Back in December, Facebook revamped its defaults, essentially leading non-savvy users -- which are the majority of its user population -- into sharing profile data with a broader audience; Chris Conley of the ACLU of Northern California has reported that gay college students who had come out at school but not at home were outed by one of these changes.
And just two weeks ago, Facebook revealed it would begin forcing users into a "Hobson's choice" of removing information from their profile or publishing it to the world. Facebook also announced that the activities of any user who visits a "pre-approved third party website" while inadvertently logged in to the social network would now, by default, have her activity on that site associated with her profile. Here's how that might work: Imagine pseudonymously reviewing a Planned Parenthood listing on Yelp, a site that lists reviews by users of local businesses -- only to discover that, without your consent, Facebook has shared your real name with Yelp, shared the review with your Facebook friends who visit Yelp, and publicly "connected" the review to your profile.
But the privacy risks aren't limited to users' actions on these pre-approved third party Web sites (of which there are currently three). As Wired reported two weeks ago, "logged-in Facebook users will also be transmitting information about their travels around the Net to Facebook servers whenever they visit a page deploying the 'Like' button, regardless of whether they actually click that button or not." This practice is barely addressed in Facebook's privacy policy or on its help page and it radically diverges from user expectations about the anonymity of their behavior on the Web. One has to wonder how Facebook is protecting this data and what plans the company has in store for it.

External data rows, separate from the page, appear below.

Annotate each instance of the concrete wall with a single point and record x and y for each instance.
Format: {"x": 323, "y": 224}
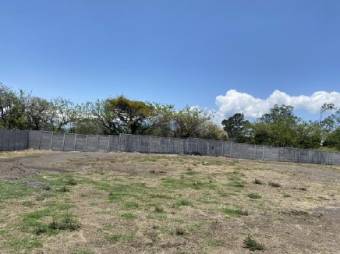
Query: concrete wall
{"x": 11, "y": 140}
{"x": 149, "y": 144}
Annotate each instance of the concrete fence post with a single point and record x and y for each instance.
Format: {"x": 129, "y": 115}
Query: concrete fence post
{"x": 75, "y": 142}
{"x": 85, "y": 148}
{"x": 64, "y": 141}
{"x": 51, "y": 143}
{"x": 108, "y": 143}
{"x": 40, "y": 138}
{"x": 263, "y": 153}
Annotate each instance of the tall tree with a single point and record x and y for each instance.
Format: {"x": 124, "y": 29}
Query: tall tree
{"x": 236, "y": 127}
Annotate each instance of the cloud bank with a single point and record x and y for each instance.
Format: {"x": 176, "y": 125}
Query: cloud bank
{"x": 252, "y": 107}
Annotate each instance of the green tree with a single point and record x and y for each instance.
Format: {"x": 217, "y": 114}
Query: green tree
{"x": 236, "y": 127}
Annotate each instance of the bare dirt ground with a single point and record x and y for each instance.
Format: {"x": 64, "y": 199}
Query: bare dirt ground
{"x": 55, "y": 202}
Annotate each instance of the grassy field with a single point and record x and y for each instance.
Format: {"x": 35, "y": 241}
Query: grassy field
{"x": 54, "y": 202}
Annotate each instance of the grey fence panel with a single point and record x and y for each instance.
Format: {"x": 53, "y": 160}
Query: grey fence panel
{"x": 57, "y": 142}
{"x": 92, "y": 143}
{"x": 81, "y": 142}
{"x": 104, "y": 143}
{"x": 34, "y": 139}
{"x": 271, "y": 153}
{"x": 46, "y": 140}
{"x": 114, "y": 143}
{"x": 69, "y": 142}
{"x": 18, "y": 140}
{"x": 11, "y": 140}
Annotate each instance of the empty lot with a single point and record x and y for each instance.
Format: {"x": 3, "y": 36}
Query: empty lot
{"x": 55, "y": 202}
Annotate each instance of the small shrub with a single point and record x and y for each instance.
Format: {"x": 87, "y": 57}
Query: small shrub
{"x": 71, "y": 181}
{"x": 254, "y": 196}
{"x": 64, "y": 189}
{"x": 159, "y": 209}
{"x": 258, "y": 181}
{"x": 179, "y": 231}
{"x": 251, "y": 244}
{"x": 129, "y": 216}
{"x": 67, "y": 222}
{"x": 183, "y": 202}
{"x": 46, "y": 187}
{"x": 275, "y": 185}
{"x": 235, "y": 212}
{"x": 131, "y": 205}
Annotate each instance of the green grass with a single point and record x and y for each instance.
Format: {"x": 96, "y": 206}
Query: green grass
{"x": 186, "y": 182}
{"x": 50, "y": 220}
{"x": 254, "y": 196}
{"x": 183, "y": 202}
{"x": 114, "y": 238}
{"x": 128, "y": 216}
{"x": 251, "y": 244}
{"x": 24, "y": 243}
{"x": 234, "y": 212}
{"x": 13, "y": 190}
{"x": 131, "y": 205}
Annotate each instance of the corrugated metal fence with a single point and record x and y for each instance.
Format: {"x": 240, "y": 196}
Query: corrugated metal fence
{"x": 11, "y": 140}
{"x": 150, "y": 144}
{"x": 17, "y": 140}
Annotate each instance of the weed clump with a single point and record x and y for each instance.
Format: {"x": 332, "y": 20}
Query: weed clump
{"x": 64, "y": 189}
{"x": 158, "y": 209}
{"x": 67, "y": 222}
{"x": 258, "y": 181}
{"x": 71, "y": 181}
{"x": 251, "y": 244}
{"x": 274, "y": 184}
{"x": 254, "y": 196}
{"x": 183, "y": 202}
{"x": 235, "y": 212}
{"x": 179, "y": 231}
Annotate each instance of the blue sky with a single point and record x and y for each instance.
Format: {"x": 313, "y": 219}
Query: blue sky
{"x": 177, "y": 52}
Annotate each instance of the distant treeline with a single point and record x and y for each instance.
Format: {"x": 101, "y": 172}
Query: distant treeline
{"x": 279, "y": 127}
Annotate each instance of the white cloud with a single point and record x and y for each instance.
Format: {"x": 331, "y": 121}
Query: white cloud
{"x": 252, "y": 107}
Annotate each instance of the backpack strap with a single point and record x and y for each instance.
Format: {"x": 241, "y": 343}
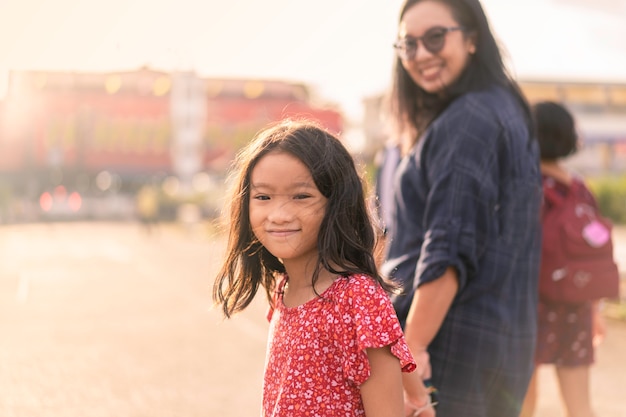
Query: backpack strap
{"x": 551, "y": 195}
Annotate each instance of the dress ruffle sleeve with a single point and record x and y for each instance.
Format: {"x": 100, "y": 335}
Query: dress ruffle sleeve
{"x": 368, "y": 320}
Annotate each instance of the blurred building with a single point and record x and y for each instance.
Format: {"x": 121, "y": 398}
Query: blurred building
{"x": 599, "y": 108}
{"x": 92, "y": 133}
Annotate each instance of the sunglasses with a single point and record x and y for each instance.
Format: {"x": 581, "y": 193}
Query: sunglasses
{"x": 433, "y": 40}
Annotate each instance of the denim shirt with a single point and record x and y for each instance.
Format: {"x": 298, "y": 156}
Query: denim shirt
{"x": 468, "y": 196}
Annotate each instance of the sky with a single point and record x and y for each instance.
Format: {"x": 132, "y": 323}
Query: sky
{"x": 341, "y": 48}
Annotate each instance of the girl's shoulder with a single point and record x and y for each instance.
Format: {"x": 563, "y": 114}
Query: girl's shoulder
{"x": 356, "y": 285}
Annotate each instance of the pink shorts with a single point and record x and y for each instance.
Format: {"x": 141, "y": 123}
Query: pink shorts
{"x": 564, "y": 336}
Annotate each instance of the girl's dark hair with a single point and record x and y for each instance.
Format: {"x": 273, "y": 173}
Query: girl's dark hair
{"x": 414, "y": 109}
{"x": 346, "y": 238}
{"x": 555, "y": 129}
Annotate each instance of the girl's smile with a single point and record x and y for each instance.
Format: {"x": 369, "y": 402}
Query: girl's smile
{"x": 286, "y": 208}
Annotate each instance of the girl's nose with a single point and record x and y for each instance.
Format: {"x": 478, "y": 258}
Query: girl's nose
{"x": 282, "y": 212}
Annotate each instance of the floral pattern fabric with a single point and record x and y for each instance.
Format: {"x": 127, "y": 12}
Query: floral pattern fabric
{"x": 316, "y": 357}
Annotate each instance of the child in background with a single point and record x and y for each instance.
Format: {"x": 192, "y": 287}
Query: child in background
{"x": 566, "y": 333}
{"x": 300, "y": 228}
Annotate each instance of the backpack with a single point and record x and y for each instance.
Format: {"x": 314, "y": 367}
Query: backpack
{"x": 577, "y": 262}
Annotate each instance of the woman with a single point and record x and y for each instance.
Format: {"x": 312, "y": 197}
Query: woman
{"x": 465, "y": 241}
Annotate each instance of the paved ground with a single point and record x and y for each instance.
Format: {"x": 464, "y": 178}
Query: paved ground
{"x": 104, "y": 320}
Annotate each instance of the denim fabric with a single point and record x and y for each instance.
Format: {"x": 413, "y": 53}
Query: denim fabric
{"x": 468, "y": 196}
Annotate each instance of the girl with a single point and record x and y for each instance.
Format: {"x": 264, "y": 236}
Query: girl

Meanwhile, even the act of logging out of Facebook, one affirmative step in the process of disassociating your behavior on third party websites and your Facebook profile, is unintuitive: Facebook has hidden its logout button. Facebook home pages have room for all types of information -- a link to the user's profile, friend suggestions, event suggestions, and ways to "get connected" -- but apparently there's no room for a button that can turn Facebook off. Earlier this year, the logout button moved from the user's home page to a spot buried within a drop-down menu, only visible to the user who clicks on the "account" tab.
Meanwhile, a Facebook spokesman told the Associated Press in an email that, "None of these changes removed or reduced people's control over their information and several offered even greater controls." This claim epitomizes the type of "straight talk" that Facebook consistently offers its users. I certainly hope that Senator Schumer, his colleagues, and the Federal Trade Commission, will continue to pay attention to these inconsistencies.

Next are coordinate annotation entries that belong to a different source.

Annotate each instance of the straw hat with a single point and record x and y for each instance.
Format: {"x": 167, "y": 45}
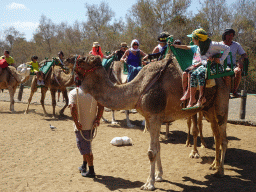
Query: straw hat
{"x": 95, "y": 44}
{"x": 124, "y": 44}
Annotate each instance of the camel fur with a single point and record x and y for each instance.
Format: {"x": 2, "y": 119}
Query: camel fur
{"x": 55, "y": 79}
{"x": 159, "y": 104}
{"x": 11, "y": 81}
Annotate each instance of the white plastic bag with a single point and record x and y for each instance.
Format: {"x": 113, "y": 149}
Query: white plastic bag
{"x": 118, "y": 141}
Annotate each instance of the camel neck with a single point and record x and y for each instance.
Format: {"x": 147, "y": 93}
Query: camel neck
{"x": 109, "y": 95}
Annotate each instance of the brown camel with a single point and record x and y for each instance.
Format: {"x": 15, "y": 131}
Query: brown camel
{"x": 55, "y": 79}
{"x": 158, "y": 103}
{"x": 11, "y": 81}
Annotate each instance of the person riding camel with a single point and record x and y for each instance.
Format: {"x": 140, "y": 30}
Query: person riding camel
{"x": 207, "y": 49}
{"x": 35, "y": 70}
{"x": 96, "y": 50}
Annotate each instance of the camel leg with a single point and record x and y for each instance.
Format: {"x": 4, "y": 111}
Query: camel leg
{"x": 153, "y": 126}
{"x": 224, "y": 145}
{"x": 215, "y": 129}
{"x": 194, "y": 153}
{"x": 114, "y": 122}
{"x": 189, "y": 127}
{"x": 167, "y": 131}
{"x": 129, "y": 124}
{"x": 11, "y": 93}
{"x": 65, "y": 95}
{"x": 200, "y": 126}
{"x": 43, "y": 93}
{"x": 33, "y": 89}
{"x": 53, "y": 94}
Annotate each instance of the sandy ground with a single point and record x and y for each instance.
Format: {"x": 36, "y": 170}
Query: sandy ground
{"x": 35, "y": 158}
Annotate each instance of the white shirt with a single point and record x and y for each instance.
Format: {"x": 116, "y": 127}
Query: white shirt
{"x": 215, "y": 48}
{"x": 234, "y": 49}
{"x": 87, "y": 108}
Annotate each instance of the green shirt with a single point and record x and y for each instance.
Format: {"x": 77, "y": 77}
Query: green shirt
{"x": 9, "y": 60}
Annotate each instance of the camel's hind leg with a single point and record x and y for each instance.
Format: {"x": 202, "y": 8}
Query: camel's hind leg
{"x": 194, "y": 153}
{"x": 65, "y": 95}
{"x": 153, "y": 126}
{"x": 53, "y": 94}
{"x": 11, "y": 93}
{"x": 188, "y": 136}
{"x": 200, "y": 126}
{"x": 43, "y": 93}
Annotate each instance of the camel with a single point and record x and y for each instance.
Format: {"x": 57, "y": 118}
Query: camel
{"x": 11, "y": 81}
{"x": 116, "y": 75}
{"x": 55, "y": 79}
{"x": 158, "y": 100}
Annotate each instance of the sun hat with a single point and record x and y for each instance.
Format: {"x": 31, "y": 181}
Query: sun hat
{"x": 124, "y": 44}
{"x": 199, "y": 34}
{"x": 95, "y": 44}
{"x": 163, "y": 37}
{"x": 226, "y": 32}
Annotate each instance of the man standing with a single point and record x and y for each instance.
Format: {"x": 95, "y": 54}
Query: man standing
{"x": 235, "y": 48}
{"x": 90, "y": 114}
{"x": 8, "y": 58}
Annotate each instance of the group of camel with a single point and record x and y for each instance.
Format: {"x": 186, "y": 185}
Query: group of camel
{"x": 159, "y": 102}
{"x": 155, "y": 93}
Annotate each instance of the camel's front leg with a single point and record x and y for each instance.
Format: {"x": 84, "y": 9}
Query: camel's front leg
{"x": 114, "y": 122}
{"x": 194, "y": 153}
{"x": 215, "y": 129}
{"x": 159, "y": 172}
{"x": 53, "y": 94}
{"x": 154, "y": 129}
{"x": 65, "y": 95}
{"x": 33, "y": 89}
{"x": 200, "y": 126}
{"x": 129, "y": 124}
{"x": 43, "y": 93}
{"x": 11, "y": 93}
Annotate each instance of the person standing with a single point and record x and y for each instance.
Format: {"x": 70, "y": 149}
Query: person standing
{"x": 235, "y": 48}
{"x": 90, "y": 114}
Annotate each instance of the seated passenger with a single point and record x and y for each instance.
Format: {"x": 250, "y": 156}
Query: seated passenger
{"x": 235, "y": 48}
{"x": 96, "y": 50}
{"x": 35, "y": 70}
{"x": 196, "y": 62}
{"x": 119, "y": 53}
{"x": 207, "y": 49}
{"x": 132, "y": 57}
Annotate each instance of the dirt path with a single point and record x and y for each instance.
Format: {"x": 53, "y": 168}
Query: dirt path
{"x": 35, "y": 158}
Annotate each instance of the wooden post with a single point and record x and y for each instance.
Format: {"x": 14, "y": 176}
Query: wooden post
{"x": 20, "y": 92}
{"x": 243, "y": 104}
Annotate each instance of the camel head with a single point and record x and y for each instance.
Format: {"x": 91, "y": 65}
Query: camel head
{"x": 83, "y": 64}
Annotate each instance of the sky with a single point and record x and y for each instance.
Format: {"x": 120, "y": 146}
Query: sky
{"x": 24, "y": 15}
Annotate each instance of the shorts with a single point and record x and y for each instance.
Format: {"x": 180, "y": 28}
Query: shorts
{"x": 83, "y": 145}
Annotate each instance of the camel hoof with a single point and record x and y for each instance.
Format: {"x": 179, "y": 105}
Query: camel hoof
{"x": 188, "y": 145}
{"x": 194, "y": 154}
{"x": 114, "y": 122}
{"x": 147, "y": 187}
{"x": 158, "y": 179}
{"x": 130, "y": 125}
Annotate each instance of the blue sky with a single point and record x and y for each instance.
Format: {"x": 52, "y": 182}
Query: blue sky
{"x": 24, "y": 15}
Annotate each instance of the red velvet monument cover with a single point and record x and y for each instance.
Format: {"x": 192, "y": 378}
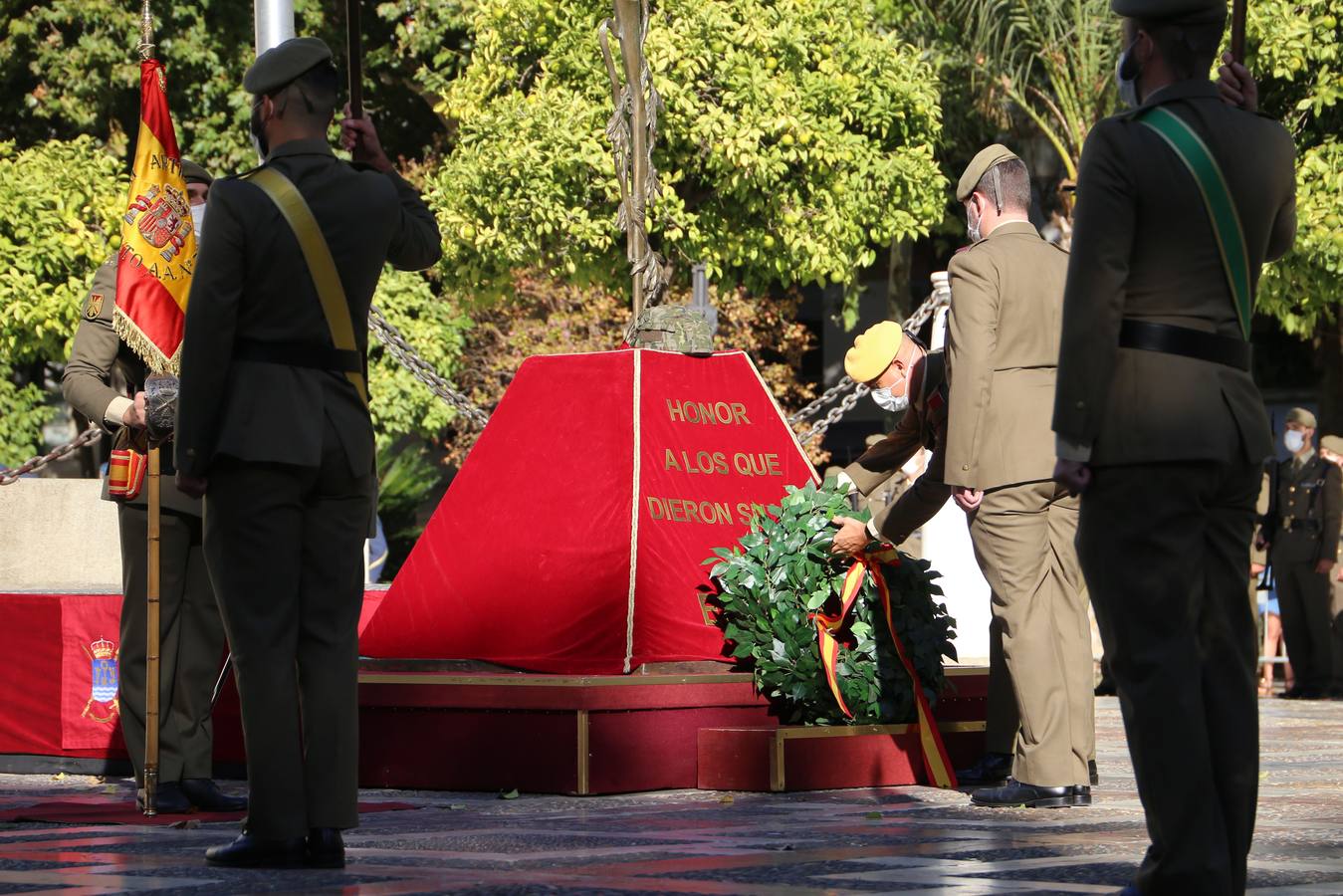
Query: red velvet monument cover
{"x": 572, "y": 538}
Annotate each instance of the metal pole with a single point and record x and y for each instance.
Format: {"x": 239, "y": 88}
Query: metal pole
{"x": 274, "y": 23}
{"x": 152, "y": 641}
{"x": 1238, "y": 30}
{"x": 631, "y": 55}
{"x": 354, "y": 58}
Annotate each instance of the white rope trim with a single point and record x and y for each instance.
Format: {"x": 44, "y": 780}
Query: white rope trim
{"x": 634, "y": 512}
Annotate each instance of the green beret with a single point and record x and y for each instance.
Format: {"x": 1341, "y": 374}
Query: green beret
{"x": 193, "y": 173}
{"x": 1301, "y": 416}
{"x": 980, "y": 165}
{"x": 1176, "y": 11}
{"x": 281, "y": 65}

As Facebook continues to put a positive spin on dubious privacy practices, we early adopters are feeling rather queasy. We've started to throw around the term "Facebook Stalking" -- once used to describe how we would silently monitor our friends' activities on the social networking site -- in a new context: to describe the way Facebook stalks us. We find ourselves wondering, if this company wants to become a trusted identity manager for the Web, why aren't they more careful with our trust? Meanwhile, talk of "Facebook fatigue," which began when privacy settings became difficult to understand and control, is slowly morphing into whispers of Facebook farewells.
Erica Newland is a policy analyst for the Center for Democracy & Technology, a Washington, DC-based, non-profit public interest group.